When I used to cut, I didn't want anyone to know about it. I guess they wanted people to care and to say everything will be okay. But bragging about it is a whole other thing. Self harming is never good, so why try and do it more or worse then others? :/

This is why I find people who are looking for attention "annoying" and then I don't even think annoying is the proper word for it. I just don't like the fact that so many people are suffering really badly from cutting and sit in silence without the help they need while these people more often then not brag about their cutting and are offered help but refuse to use the recourses they'd given. I find it sad. Obviously both people are hurting, that much I'll admit but at the same time I just find it ridiculous that these people, obviously looking for attention, brag about these things. As an ex-cutter myself, who suffered years before finally seeking help I almost feel it's a slap in the face to be completely honest.

CherriesBlossom February 9th 2011 11:17 PM

Re: Attention Cutting Vs. Being Open
 
Now what I am about to say is NOT meant to be offensive to anyone because I myself used to cut. However no matter if you cut and are seeking out for someone to notice or keeping it to yourself in the end isn't all just a cry for help and eventually wanting people to pay attention to your pain. Obviously most cutters would say I don't want anyone to notice but inside don't we all still want someone to care? I'm just talking from experience and don't know how anyone else feels but attention or not no one should pass judgement. Even if they have issue that in itself should be enough proof that they need help and might even be cutting and over exaggerating so that they can finally get help. They could even be borderlines. You never know.

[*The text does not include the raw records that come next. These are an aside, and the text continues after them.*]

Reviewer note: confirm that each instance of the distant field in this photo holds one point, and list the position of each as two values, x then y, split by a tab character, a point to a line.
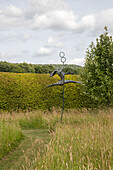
28	91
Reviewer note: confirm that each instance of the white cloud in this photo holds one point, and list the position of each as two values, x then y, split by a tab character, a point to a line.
12	11
52	42
43	51
44	6
59	19
77	61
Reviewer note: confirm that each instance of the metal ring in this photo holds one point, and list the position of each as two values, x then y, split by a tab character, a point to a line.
61	54
63	59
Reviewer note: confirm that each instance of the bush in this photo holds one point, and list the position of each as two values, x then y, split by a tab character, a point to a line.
28	92
10	136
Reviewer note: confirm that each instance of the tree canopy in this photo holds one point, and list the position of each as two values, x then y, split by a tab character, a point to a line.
97	74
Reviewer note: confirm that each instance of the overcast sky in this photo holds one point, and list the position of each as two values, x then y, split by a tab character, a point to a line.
35	31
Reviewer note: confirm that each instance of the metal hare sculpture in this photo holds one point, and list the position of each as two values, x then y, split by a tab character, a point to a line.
62	76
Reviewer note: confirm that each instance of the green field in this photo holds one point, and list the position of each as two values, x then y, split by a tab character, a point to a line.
32	135
83	140
28	91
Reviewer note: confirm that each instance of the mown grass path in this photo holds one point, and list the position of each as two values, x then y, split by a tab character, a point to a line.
26	152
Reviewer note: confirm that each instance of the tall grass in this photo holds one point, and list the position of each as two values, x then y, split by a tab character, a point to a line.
81	141
10	136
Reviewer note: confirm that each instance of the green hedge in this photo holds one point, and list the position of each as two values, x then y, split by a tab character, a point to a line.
28	91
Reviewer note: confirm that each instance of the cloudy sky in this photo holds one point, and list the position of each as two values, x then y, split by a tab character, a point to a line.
35	31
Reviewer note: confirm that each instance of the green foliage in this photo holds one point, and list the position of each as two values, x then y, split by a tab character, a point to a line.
33	122
97	74
10	136
34	68
24	92
81	141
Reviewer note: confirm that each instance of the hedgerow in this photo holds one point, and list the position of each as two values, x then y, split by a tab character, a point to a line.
28	91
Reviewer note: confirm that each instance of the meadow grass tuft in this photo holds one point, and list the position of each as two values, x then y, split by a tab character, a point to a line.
81	141
10	136
33	121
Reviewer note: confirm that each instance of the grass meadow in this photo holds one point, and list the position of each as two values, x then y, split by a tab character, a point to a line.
83	140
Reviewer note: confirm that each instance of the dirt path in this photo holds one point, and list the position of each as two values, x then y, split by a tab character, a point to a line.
26	152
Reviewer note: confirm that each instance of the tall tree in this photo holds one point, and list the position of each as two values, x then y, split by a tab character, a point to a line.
97	74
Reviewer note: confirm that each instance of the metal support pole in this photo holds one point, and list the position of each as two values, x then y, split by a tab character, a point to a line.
62	104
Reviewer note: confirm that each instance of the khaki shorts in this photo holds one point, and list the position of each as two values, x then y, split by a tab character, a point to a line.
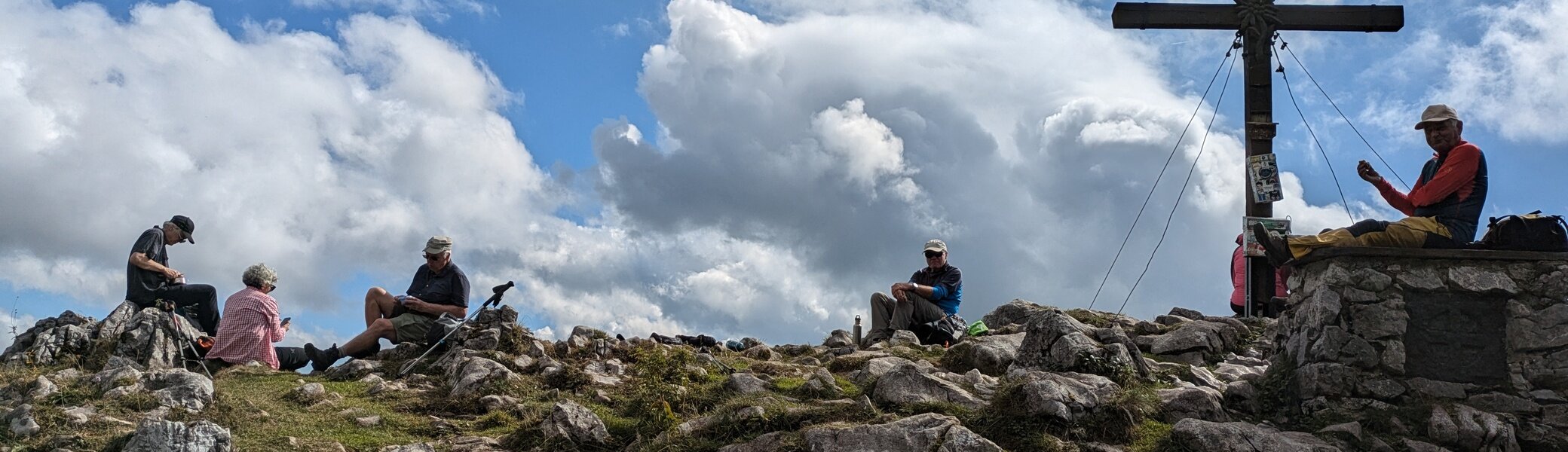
412	327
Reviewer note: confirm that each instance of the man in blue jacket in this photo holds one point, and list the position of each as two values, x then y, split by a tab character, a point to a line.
933	292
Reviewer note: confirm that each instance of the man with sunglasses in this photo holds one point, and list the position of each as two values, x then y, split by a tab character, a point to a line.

Thats my rant on this little argument.

BeautifulDisaster96 February 9th 2011 11:20 PM

Re: Attention Cutting Vs. Being Open
 
I wouldn't call someone that is self harming and "attention seeking" as you've said annoying, and I think they really need help as much as those who are private about it. If someone was too lie about self harming and fake it just to seem cool or fit in I owuld not agree with that, because I feel that could take away from realizing that some for some it's a true struggle to overcome the urge to self harm.

As far as being open rather than private I think that's alright. While I was self harming I was very private about it, and didn't tell many people, but now that i've been free for a while I am very open with my experiences with anyone who asks. If I could help someone by sharing my struggles why wouldn't I?

For those of you bashing on the people "attention seeking" think first, because they might actually be struggling with things in their own life. Self harm in any way expressed needs attention and serious help.

Fineshrine February 9th 2011 11:23 PM

Re: Attention Cutting Vs. Being Open
 
That's why after I read what people said, I changed my view on this argument. But lying about self harming is a totally different story.

BeautifulDisaster96 February 9th 2011 11:28 PM

Re: Attention Cutting Vs. Being Open
 
Oh alright, just putting it out there since I feel so strongly on this subject. Yes it is, and it's wrong. That honestly annoys me, because the people who lie to fit in with a stereotype are the one's that make all self harmers seem like fake people.

Maloo February 9th 2011 11:31 PM

Re: Attention Cutting Vs. Being Open
 
Honestly, some of the things being said in this thread just disgust me. I don't even know how to respond to what's being said.